Tires tend to lose air over time. Buy a
digital tire gauge and check your tires once a month and before a long
trip. Proper inflation pressures can be found in your owner's manual or
on a sticker on the car (usually on the driver's doorjamb or
Remember to check tire pressure only after the car has been sitting for several hours in order to ensure that the tires are cold -- the friction of driving heats the tires and increases pressure, which can sometimes hide an under-inflated tire.
Getting a flat tire and discovering that your spare is flat too is a miserable experience. Inspect your spare as you would your other tires. If you have a compact spare, the inflation pressure will usually be written on the tire.
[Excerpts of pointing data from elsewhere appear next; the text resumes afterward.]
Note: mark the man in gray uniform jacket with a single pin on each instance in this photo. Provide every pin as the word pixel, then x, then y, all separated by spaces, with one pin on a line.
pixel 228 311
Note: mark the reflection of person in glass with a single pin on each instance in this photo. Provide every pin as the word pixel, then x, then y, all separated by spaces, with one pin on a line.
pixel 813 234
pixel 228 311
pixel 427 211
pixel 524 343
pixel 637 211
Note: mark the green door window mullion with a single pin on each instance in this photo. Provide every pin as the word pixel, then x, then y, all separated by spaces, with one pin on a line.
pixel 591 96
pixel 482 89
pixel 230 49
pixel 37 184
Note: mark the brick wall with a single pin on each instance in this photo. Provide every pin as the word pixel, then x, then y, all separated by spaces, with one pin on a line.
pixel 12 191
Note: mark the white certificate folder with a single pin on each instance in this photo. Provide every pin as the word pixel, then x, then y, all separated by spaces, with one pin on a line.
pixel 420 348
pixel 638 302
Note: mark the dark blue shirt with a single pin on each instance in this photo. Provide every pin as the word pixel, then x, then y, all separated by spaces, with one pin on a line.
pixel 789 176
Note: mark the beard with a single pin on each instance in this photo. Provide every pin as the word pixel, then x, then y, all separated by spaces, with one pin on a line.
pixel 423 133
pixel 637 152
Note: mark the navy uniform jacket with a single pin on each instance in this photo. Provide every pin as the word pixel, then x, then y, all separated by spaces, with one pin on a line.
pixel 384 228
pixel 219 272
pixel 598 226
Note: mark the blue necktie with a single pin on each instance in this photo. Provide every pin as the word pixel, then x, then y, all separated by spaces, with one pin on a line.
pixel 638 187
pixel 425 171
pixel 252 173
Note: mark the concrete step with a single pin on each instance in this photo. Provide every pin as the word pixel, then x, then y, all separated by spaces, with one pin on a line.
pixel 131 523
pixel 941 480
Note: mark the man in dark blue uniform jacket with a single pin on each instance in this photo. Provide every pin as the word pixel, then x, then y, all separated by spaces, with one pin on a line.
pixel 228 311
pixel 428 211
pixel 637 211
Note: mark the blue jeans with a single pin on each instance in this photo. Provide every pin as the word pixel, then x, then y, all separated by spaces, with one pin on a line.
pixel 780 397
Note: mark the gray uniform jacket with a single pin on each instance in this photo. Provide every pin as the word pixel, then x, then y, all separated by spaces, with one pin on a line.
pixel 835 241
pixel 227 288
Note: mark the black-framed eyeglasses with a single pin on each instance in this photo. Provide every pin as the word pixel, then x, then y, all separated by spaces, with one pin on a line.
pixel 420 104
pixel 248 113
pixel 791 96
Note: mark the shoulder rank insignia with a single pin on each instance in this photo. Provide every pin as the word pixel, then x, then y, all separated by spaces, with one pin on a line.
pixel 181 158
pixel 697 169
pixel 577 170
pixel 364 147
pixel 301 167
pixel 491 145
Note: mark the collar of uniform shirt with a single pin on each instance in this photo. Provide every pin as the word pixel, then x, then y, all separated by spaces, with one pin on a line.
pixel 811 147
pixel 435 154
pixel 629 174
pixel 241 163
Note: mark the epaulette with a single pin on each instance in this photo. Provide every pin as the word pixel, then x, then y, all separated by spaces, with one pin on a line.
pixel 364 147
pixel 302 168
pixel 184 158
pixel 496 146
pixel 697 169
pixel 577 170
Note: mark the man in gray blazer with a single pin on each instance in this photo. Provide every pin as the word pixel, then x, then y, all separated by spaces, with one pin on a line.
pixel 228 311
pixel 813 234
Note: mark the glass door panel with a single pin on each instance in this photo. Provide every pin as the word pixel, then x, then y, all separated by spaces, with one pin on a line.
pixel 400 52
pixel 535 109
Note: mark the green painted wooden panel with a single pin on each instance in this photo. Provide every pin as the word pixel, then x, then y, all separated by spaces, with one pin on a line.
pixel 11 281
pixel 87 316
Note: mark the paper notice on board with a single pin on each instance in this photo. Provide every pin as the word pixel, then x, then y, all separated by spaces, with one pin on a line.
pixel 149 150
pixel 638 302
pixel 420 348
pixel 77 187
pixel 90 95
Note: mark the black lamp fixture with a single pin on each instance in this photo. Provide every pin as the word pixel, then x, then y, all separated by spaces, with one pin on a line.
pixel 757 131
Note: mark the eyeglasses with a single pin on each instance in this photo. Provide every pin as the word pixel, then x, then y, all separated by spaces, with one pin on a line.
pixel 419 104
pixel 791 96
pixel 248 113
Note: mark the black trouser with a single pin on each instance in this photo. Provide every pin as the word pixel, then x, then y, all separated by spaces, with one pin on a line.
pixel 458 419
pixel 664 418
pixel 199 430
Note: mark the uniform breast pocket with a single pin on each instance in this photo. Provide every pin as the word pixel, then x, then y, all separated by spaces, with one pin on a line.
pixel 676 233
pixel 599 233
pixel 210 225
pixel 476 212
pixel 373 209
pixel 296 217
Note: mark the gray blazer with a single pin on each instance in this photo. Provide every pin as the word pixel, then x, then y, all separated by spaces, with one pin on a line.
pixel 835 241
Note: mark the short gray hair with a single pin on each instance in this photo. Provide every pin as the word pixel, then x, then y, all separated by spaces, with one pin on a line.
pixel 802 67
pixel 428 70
The tire tread provides the gripping action and traction that prevent your vehicle from slipping or sliding, especially when the road is wet or icy. In general, tires are not safe and should be replaced when the tread is worn down to 1/16 of an inch.
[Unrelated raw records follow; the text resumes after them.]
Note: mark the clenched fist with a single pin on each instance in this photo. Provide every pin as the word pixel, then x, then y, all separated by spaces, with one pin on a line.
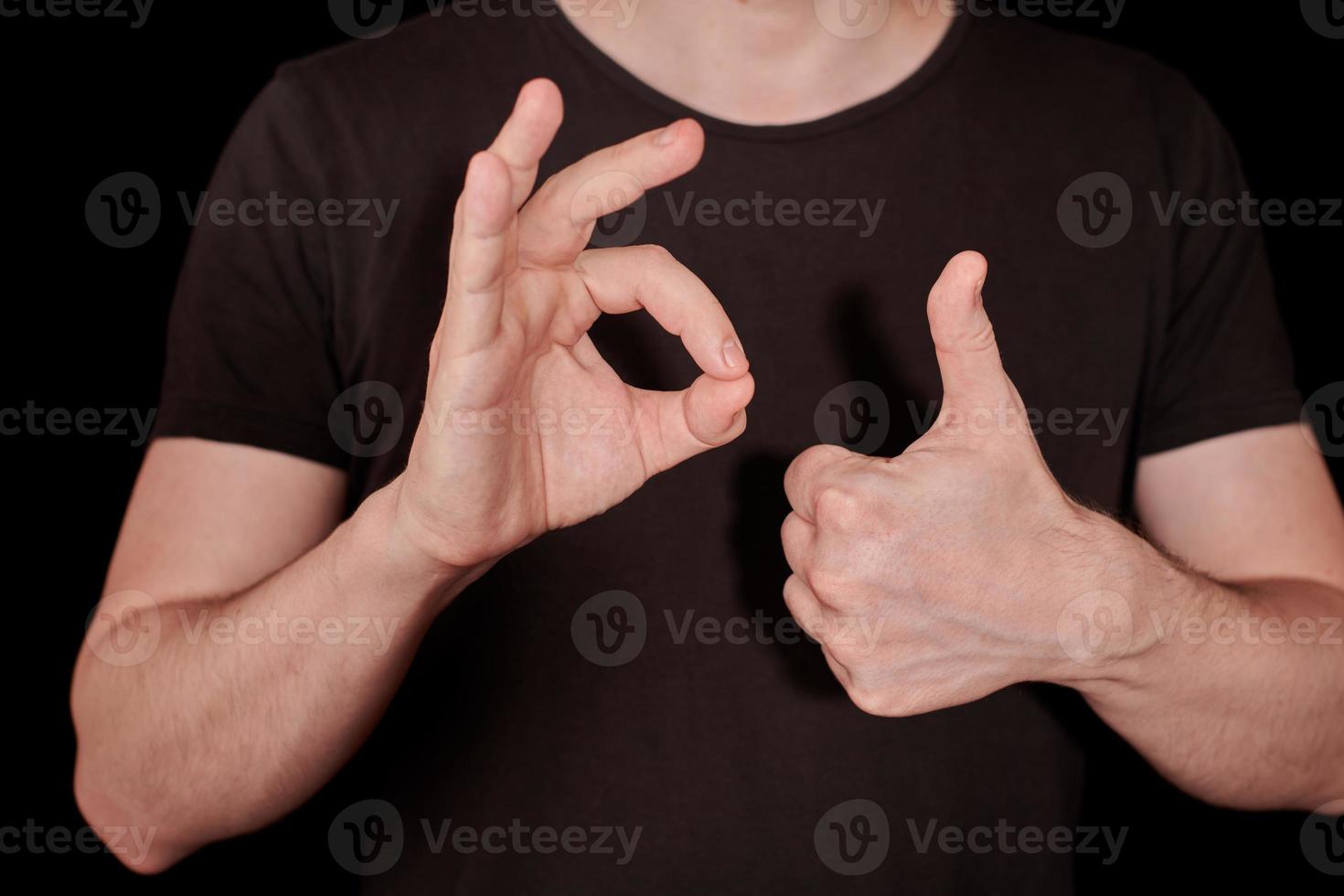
pixel 526 427
pixel 940 577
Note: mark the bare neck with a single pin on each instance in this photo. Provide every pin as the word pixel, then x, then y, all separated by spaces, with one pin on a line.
pixel 765 62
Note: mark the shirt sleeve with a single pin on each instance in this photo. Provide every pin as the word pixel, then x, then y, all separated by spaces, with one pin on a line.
pixel 1221 361
pixel 249 357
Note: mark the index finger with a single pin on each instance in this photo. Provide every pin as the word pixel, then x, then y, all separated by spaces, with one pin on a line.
pixel 555 225
pixel 623 280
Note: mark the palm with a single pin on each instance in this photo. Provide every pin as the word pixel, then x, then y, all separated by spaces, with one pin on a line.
pixel 526 427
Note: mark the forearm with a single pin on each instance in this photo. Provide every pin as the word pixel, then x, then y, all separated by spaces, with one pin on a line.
pixel 210 735
pixel 1232 690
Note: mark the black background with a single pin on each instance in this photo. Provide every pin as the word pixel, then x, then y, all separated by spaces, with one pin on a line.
pixel 83 326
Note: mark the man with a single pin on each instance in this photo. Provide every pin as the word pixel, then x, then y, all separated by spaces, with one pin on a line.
pixel 589 646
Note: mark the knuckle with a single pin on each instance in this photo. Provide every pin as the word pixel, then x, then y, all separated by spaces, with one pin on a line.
pixel 654 254
pixel 837 508
pixel 869 700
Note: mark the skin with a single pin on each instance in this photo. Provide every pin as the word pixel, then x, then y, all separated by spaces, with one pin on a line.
pixel 935 578
pixel 197 741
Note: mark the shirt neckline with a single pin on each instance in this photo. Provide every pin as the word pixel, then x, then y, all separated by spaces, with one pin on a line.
pixel 917 80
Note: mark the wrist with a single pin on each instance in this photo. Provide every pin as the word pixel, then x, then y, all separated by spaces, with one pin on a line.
pixel 374 549
pixel 1115 629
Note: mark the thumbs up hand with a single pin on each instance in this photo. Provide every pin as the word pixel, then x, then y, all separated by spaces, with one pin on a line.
pixel 938 577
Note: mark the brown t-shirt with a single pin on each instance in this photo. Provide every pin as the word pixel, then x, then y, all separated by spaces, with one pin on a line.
pixel 706 727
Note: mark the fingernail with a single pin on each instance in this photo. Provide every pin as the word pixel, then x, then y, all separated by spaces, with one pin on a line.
pixel 732 355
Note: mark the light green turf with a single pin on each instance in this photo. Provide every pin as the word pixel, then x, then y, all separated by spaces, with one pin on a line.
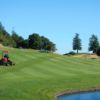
pixel 40 76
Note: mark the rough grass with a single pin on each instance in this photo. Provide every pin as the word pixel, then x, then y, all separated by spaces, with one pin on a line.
pixel 40 76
An easy way to check your tread depth is to place the edge of a penny upside-down into the grooves of the tire's tread so that you can see President Lincoln. If you can see all of Lincoln's head, it's time for a new set of tires. If some of his head is hidden inside the treads of your tires, you still have some time. Also, rotating your tires every 5,000 to 7,000 miles will help ensure that all four tires wear at the same rate.
IT'S ALL IN THE ROTATION.
Rotating your tires from front to back and from side to side can often reduce irregular wear. Look in your owner's manual for information on how frequently the tires on your vehicle should be rotated and the best pattern for rotation.
WHAT NOT TO WEAR.
When you check tread depth, check both the inside and outside edge of the tires. Uneven tire wear is usually a sign that your car is out of alignment. Proper alignment optimizes handling and helps prevent premature tire wear.
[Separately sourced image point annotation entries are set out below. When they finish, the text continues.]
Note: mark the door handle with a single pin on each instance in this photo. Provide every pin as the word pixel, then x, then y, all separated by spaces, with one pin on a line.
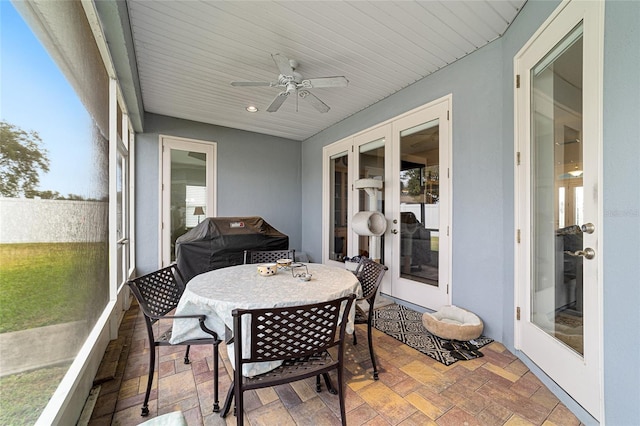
pixel 588 228
pixel 587 253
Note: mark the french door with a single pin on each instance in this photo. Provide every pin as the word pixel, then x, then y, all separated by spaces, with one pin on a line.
pixel 187 189
pixel 420 231
pixel 558 201
pixel 400 169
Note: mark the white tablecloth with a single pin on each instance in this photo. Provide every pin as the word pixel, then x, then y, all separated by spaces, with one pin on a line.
pixel 216 293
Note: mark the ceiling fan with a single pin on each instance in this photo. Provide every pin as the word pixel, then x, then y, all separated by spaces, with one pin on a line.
pixel 294 84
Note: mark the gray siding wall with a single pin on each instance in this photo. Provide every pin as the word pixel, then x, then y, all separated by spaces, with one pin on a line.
pixel 483 192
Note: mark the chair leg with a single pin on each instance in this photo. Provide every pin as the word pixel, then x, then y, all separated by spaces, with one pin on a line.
pixel 343 411
pixel 216 402
pixel 186 355
pixel 227 402
pixel 239 397
pixel 327 381
pixel 152 364
pixel 371 354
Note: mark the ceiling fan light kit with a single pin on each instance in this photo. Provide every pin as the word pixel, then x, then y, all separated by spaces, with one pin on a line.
pixel 292 82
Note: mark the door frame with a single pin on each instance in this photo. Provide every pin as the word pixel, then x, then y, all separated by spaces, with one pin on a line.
pixel 387 129
pixel 404 288
pixel 172 142
pixel 566 16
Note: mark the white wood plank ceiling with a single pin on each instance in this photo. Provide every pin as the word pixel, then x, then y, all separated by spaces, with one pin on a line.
pixel 188 53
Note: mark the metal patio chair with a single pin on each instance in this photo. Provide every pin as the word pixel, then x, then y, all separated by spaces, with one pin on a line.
pixel 158 293
pixel 298 335
pixel 268 256
pixel 370 274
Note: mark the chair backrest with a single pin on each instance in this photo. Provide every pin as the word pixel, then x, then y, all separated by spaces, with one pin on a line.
pixel 291 332
pixel 268 256
pixel 158 292
pixel 370 274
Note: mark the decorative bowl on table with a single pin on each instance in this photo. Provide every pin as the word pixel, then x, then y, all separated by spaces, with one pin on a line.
pixel 267 269
pixel 284 263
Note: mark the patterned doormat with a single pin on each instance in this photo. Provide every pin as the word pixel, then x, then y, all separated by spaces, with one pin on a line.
pixel 405 325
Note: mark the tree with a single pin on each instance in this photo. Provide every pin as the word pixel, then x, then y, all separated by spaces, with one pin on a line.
pixel 414 182
pixel 22 158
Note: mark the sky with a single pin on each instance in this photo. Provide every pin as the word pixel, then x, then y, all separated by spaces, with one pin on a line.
pixel 35 96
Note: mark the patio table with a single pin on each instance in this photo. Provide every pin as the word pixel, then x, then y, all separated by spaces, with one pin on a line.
pixel 217 293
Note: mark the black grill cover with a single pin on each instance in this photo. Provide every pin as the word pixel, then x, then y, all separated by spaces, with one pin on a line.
pixel 218 242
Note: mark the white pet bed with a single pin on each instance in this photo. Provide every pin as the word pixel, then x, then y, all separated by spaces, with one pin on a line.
pixel 453 323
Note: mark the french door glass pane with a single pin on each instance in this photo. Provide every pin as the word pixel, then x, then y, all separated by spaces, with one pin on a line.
pixel 188 192
pixel 419 202
pixel 339 167
pixel 371 167
pixel 557 197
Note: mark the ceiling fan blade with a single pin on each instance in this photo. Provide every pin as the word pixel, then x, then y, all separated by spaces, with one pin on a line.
pixel 283 64
pixel 338 81
pixel 277 102
pixel 314 100
pixel 251 83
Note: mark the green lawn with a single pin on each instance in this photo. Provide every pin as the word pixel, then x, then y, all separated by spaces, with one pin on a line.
pixel 23 396
pixel 44 284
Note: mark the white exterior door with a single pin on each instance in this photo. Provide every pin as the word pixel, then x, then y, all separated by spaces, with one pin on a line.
pixel 410 157
pixel 187 189
pixel 558 200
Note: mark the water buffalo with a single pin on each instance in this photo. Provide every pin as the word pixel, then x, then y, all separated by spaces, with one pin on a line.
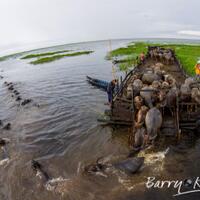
pixel 139 137
pixel 147 94
pixel 195 94
pixel 130 165
pixel 153 122
pixel 148 78
pixel 140 117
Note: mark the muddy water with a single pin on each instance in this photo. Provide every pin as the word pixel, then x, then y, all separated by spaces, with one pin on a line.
pixel 63 134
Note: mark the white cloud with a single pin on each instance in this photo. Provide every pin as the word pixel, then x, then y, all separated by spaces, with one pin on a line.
pixel 189 33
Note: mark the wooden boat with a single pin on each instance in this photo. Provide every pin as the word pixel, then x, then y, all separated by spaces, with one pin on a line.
pixel 98 83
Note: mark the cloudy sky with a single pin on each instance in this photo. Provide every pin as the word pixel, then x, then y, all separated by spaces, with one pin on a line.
pixel 31 22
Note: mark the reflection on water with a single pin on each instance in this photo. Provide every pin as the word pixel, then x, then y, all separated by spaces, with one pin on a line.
pixel 63 133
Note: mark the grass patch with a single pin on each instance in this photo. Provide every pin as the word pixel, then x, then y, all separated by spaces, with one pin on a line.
pixel 57 57
pixel 188 54
pixel 43 54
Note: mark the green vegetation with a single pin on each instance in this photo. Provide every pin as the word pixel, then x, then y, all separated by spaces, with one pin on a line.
pixel 44 54
pixel 188 54
pixel 56 57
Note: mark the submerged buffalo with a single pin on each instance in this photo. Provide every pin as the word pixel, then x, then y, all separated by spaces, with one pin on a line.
pixel 153 122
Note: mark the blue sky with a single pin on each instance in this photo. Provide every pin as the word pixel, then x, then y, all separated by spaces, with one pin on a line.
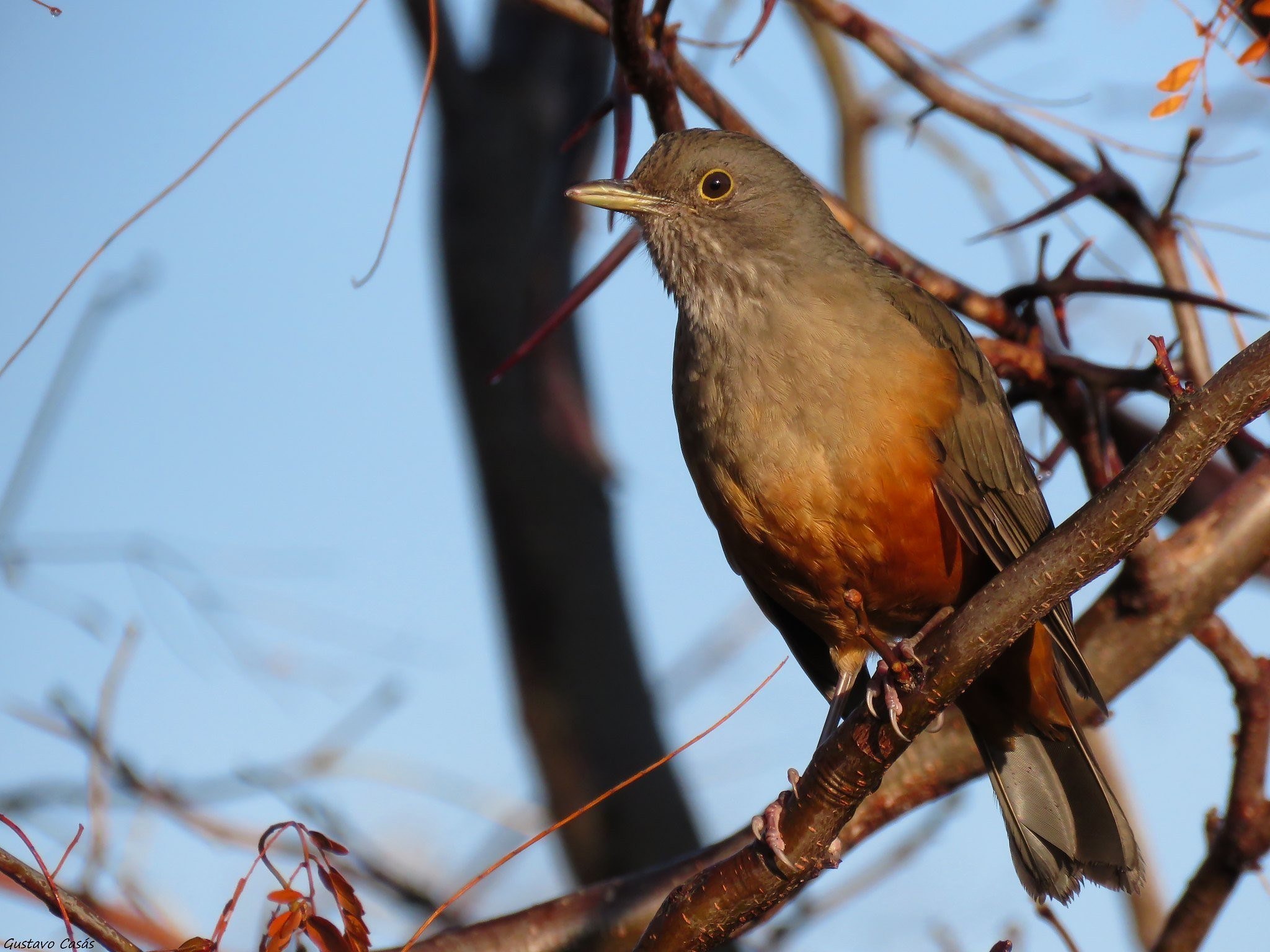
pixel 296 442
To avoid vibration or shaking of the vehicle when a tire rotates, the tire must be properly balanced. This balance is achieved by positioning weights on the wheel to counterbalance heavy spots on the wheel-and-tire assembly. A wheel alignment adjusts the angles of the wheels so that they are positioned correctly relative to the vehicle's frame.
This adjustment maximizes the life of your tires and prevents your car from veering to the right or left when driving on a straight, level road. These adjustments require special equipment and should be performed by a qualified technician.